Bsmet95:
Good clean detailing, welding, machining, fab. and assembly, and real engineering attention to a thorough structural analysis of the entire structural system with due attention to stress levels, and combined stresses has much more to do with providing a fatigue resistant product than 500 pages of mathematical crap and verbiage, which bears little resemblance to all the possible real-world conditions. You should have considerable knowledge and experience about which design aspects/approaches and details work well over the long term. You should have a good handle on the load/cycle conditions for the installation. There will be parts of the system which see only a few cycles per day, and there will be some locations, with multiple handling actions per hour, at a particularly busy plant station. So, tabulate a list of various cycle v. loading conditions, to show that you have considered that aspect. There will be details and locations on your particular system which are higher stress, more fatigue prone, and you should pay some attention to them, and show it in your calcs. and presentation. Examples might be…, mid span moment plus bot. flg. wheel load cantilever bending, negative moment at supports, beam/rail stability conditions, bot. flg. splice details and wheel load interaction, to name a few.

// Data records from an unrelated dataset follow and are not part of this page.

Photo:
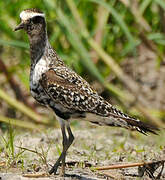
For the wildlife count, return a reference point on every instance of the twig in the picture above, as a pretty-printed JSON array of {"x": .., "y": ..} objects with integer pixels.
[
  {"x": 119, "y": 166},
  {"x": 37, "y": 175},
  {"x": 15, "y": 86},
  {"x": 20, "y": 123}
]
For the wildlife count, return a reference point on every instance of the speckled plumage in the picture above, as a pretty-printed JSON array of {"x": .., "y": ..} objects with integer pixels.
[{"x": 55, "y": 85}]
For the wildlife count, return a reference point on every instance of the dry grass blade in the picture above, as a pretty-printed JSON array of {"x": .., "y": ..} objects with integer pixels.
[
  {"x": 37, "y": 175},
  {"x": 113, "y": 175}
]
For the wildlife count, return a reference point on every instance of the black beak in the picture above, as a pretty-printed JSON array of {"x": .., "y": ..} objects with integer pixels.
[{"x": 20, "y": 26}]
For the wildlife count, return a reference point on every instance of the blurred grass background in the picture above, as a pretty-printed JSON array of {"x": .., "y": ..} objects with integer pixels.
[{"x": 118, "y": 46}]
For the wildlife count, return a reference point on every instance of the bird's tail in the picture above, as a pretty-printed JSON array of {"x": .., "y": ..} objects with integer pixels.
[{"x": 123, "y": 120}]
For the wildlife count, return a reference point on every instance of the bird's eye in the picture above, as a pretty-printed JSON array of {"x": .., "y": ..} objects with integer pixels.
[{"x": 37, "y": 19}]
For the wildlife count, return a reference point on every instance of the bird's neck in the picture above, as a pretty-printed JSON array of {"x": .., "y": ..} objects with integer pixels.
[{"x": 38, "y": 45}]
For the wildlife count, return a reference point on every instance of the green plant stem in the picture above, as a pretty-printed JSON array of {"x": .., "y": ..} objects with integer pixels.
[{"x": 131, "y": 85}]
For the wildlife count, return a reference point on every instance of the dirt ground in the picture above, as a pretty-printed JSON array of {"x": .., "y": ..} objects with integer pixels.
[{"x": 93, "y": 146}]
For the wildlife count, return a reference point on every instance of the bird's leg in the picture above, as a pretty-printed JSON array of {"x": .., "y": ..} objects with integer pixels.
[
  {"x": 63, "y": 154},
  {"x": 66, "y": 144}
]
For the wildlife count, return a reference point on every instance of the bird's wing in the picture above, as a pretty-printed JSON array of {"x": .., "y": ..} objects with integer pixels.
[{"x": 67, "y": 88}]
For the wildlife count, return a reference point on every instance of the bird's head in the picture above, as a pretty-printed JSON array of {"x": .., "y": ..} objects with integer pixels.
[{"x": 32, "y": 21}]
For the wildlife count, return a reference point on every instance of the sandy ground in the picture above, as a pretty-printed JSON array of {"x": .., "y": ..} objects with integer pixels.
[{"x": 93, "y": 146}]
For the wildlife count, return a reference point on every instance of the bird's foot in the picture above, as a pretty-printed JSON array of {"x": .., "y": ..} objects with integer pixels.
[
  {"x": 54, "y": 169},
  {"x": 62, "y": 171}
]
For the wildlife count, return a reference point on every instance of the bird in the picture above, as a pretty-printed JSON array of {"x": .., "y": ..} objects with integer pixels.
[{"x": 58, "y": 87}]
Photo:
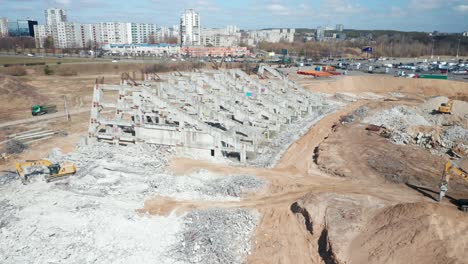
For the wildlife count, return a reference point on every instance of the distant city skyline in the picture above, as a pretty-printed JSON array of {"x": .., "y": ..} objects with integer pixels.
[{"x": 412, "y": 15}]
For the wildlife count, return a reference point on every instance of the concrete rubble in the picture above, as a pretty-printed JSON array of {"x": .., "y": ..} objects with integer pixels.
[
  {"x": 92, "y": 216},
  {"x": 216, "y": 236},
  {"x": 424, "y": 127},
  {"x": 222, "y": 113},
  {"x": 85, "y": 218}
]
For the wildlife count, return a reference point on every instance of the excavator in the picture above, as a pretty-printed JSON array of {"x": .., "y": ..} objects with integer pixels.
[
  {"x": 53, "y": 171},
  {"x": 446, "y": 108},
  {"x": 43, "y": 109},
  {"x": 455, "y": 168}
]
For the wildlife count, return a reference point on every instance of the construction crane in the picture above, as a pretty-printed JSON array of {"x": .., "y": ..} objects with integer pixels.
[
  {"x": 53, "y": 171},
  {"x": 446, "y": 108},
  {"x": 456, "y": 168}
]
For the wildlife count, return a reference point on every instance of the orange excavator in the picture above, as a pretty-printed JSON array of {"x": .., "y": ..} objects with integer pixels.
[{"x": 453, "y": 168}]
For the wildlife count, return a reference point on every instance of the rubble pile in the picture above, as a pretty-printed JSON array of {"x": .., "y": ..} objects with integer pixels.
[
  {"x": 216, "y": 236},
  {"x": 273, "y": 152},
  {"x": 422, "y": 127}
]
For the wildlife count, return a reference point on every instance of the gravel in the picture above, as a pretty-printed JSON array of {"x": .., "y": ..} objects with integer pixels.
[
  {"x": 91, "y": 217},
  {"x": 216, "y": 235},
  {"x": 397, "y": 118}
]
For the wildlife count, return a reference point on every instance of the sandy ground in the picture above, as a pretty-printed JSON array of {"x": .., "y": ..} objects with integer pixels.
[{"x": 324, "y": 202}]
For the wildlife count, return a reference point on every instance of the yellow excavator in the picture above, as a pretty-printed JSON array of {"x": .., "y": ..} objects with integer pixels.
[
  {"x": 446, "y": 108},
  {"x": 456, "y": 168},
  {"x": 52, "y": 171}
]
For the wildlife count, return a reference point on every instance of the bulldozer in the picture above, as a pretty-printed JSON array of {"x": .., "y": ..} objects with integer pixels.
[
  {"x": 455, "y": 168},
  {"x": 52, "y": 171},
  {"x": 446, "y": 108}
]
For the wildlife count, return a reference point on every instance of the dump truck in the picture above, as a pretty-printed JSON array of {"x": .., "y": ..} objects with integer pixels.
[
  {"x": 52, "y": 171},
  {"x": 43, "y": 109},
  {"x": 454, "y": 168},
  {"x": 446, "y": 108}
]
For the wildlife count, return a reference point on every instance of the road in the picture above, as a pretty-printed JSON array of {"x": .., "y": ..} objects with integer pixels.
[{"x": 41, "y": 118}]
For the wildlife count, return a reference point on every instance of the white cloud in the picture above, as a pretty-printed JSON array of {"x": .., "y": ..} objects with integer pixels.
[
  {"x": 62, "y": 2},
  {"x": 461, "y": 8},
  {"x": 278, "y": 9}
]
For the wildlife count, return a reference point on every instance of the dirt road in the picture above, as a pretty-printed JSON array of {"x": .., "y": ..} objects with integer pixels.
[{"x": 42, "y": 118}]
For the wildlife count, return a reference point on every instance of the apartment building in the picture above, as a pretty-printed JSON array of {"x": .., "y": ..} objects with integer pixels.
[
  {"x": 190, "y": 29},
  {"x": 143, "y": 33},
  {"x": 40, "y": 34},
  {"x": 3, "y": 27},
  {"x": 56, "y": 20},
  {"x": 142, "y": 49},
  {"x": 271, "y": 35}
]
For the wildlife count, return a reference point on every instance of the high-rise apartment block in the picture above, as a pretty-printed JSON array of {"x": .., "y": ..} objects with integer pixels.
[
  {"x": 3, "y": 27},
  {"x": 190, "y": 29}
]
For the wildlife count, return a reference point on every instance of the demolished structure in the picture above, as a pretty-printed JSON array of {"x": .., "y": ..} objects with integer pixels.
[{"x": 210, "y": 113}]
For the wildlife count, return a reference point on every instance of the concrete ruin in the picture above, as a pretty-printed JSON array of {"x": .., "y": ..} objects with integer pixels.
[{"x": 210, "y": 113}]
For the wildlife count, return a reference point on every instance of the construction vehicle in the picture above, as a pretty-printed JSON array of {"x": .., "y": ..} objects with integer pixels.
[
  {"x": 446, "y": 108},
  {"x": 457, "y": 168},
  {"x": 52, "y": 171},
  {"x": 43, "y": 109}
]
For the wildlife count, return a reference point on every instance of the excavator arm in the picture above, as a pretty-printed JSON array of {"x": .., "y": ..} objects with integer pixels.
[
  {"x": 452, "y": 169},
  {"x": 52, "y": 171}
]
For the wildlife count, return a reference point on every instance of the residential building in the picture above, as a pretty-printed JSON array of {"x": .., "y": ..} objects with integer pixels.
[
  {"x": 21, "y": 28},
  {"x": 88, "y": 35},
  {"x": 56, "y": 20},
  {"x": 115, "y": 33},
  {"x": 142, "y": 49},
  {"x": 271, "y": 35},
  {"x": 143, "y": 33},
  {"x": 220, "y": 37},
  {"x": 3, "y": 27},
  {"x": 40, "y": 34},
  {"x": 190, "y": 29},
  {"x": 339, "y": 27},
  {"x": 199, "y": 51},
  {"x": 65, "y": 35},
  {"x": 320, "y": 34}
]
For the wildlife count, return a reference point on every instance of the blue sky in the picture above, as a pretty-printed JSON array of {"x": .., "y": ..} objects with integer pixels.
[{"x": 410, "y": 15}]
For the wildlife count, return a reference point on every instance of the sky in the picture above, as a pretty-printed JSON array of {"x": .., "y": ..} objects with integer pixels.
[{"x": 410, "y": 15}]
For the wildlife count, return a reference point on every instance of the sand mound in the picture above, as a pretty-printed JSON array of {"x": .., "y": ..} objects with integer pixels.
[
  {"x": 350, "y": 228},
  {"x": 459, "y": 108},
  {"x": 413, "y": 233},
  {"x": 16, "y": 96},
  {"x": 383, "y": 84}
]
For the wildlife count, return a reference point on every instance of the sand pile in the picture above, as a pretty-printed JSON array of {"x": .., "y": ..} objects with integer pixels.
[
  {"x": 92, "y": 216},
  {"x": 460, "y": 108},
  {"x": 350, "y": 228},
  {"x": 413, "y": 233},
  {"x": 17, "y": 97}
]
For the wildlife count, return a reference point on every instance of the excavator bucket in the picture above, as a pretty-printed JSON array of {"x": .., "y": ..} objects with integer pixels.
[{"x": 52, "y": 171}]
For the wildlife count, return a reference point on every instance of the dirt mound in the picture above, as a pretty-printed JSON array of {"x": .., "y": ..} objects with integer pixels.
[
  {"x": 413, "y": 233},
  {"x": 459, "y": 108},
  {"x": 352, "y": 228},
  {"x": 383, "y": 84},
  {"x": 380, "y": 160},
  {"x": 16, "y": 96}
]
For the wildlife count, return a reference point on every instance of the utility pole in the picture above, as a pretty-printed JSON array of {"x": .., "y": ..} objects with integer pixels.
[
  {"x": 66, "y": 108},
  {"x": 432, "y": 51}
]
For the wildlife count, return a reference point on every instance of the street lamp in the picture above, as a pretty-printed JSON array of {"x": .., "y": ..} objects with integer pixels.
[{"x": 432, "y": 51}]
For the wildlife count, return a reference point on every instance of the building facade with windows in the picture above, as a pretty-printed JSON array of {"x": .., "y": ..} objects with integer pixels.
[{"x": 190, "y": 29}]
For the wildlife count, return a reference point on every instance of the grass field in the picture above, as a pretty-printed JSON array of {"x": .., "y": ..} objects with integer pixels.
[{"x": 48, "y": 60}]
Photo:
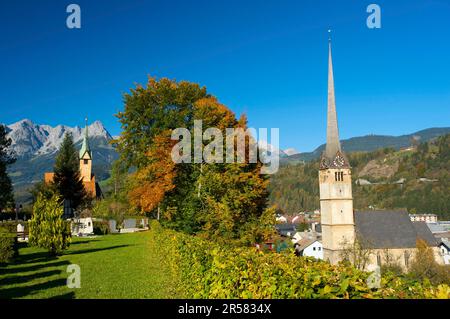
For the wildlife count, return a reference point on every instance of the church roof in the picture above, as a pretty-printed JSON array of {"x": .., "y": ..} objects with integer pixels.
[
  {"x": 391, "y": 229},
  {"x": 85, "y": 146}
]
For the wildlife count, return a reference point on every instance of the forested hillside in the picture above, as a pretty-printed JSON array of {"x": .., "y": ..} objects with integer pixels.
[{"x": 415, "y": 179}]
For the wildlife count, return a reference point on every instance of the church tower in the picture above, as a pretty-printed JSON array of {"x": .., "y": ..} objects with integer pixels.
[
  {"x": 335, "y": 181},
  {"x": 86, "y": 158}
]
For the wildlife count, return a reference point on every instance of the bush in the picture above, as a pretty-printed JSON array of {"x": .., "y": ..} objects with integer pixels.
[
  {"x": 207, "y": 270},
  {"x": 8, "y": 245},
  {"x": 47, "y": 228},
  {"x": 101, "y": 227}
]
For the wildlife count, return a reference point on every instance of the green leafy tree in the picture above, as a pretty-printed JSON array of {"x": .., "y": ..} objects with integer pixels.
[
  {"x": 47, "y": 228},
  {"x": 6, "y": 158},
  {"x": 67, "y": 178}
]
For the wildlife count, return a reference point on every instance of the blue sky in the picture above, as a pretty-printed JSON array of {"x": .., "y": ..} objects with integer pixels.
[{"x": 265, "y": 58}]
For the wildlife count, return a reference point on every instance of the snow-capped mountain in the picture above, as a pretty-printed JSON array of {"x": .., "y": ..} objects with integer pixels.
[
  {"x": 35, "y": 147},
  {"x": 30, "y": 139},
  {"x": 291, "y": 151}
]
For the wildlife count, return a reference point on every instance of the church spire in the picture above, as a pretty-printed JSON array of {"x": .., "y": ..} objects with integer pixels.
[
  {"x": 333, "y": 146},
  {"x": 85, "y": 147}
]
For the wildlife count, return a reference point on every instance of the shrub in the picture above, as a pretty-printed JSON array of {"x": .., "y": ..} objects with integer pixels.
[
  {"x": 207, "y": 270},
  {"x": 101, "y": 227},
  {"x": 47, "y": 228},
  {"x": 8, "y": 245}
]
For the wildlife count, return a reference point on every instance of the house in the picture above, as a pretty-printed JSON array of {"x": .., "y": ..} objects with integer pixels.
[
  {"x": 309, "y": 248},
  {"x": 286, "y": 230},
  {"x": 82, "y": 226},
  {"x": 444, "y": 248},
  {"x": 428, "y": 218}
]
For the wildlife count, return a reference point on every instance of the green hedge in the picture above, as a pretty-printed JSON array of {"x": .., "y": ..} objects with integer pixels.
[
  {"x": 101, "y": 227},
  {"x": 8, "y": 245},
  {"x": 207, "y": 270}
]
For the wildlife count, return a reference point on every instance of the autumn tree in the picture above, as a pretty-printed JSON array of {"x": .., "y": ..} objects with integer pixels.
[
  {"x": 152, "y": 181},
  {"x": 213, "y": 199}
]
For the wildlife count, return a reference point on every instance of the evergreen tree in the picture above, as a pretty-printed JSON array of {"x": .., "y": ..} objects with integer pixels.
[
  {"x": 6, "y": 158},
  {"x": 47, "y": 228},
  {"x": 67, "y": 178}
]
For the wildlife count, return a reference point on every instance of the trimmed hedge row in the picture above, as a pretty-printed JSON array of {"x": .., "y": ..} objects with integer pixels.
[{"x": 206, "y": 270}]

This report or explanation of your company’s thinking/philosophy on fatigue should be a bit of a tutorial on fatigue considerations in the real world design/build environment. It should also touch on your good history of no fatigue problems with your product over the years, under some severe usage conditions. It should touch on your QC program to minimize fatigue prone details and conditions, etc. It should comment on the detrimental affect of over loading and serious mis-use by the customer’s plant people and what factor of safety you apply to help cover this.
There are a number of lab approaches to studying fatigue problems and life on simple elements under controlled lab conditions. And, these shed some light on particular materials and simple detail conditions. There are darn few good ones for real world fab. and details, except to fab. 1000 of those details and test them to failure and start to draw some conclusions about the good and bad aspects of each detail. That has been done on many typical details over the years, so we have some history and understanding of what constitutes a good detail and what kinds of stress raisers cause serious problems. You should study these as they apply to your product, and get to know a good detail when you see it.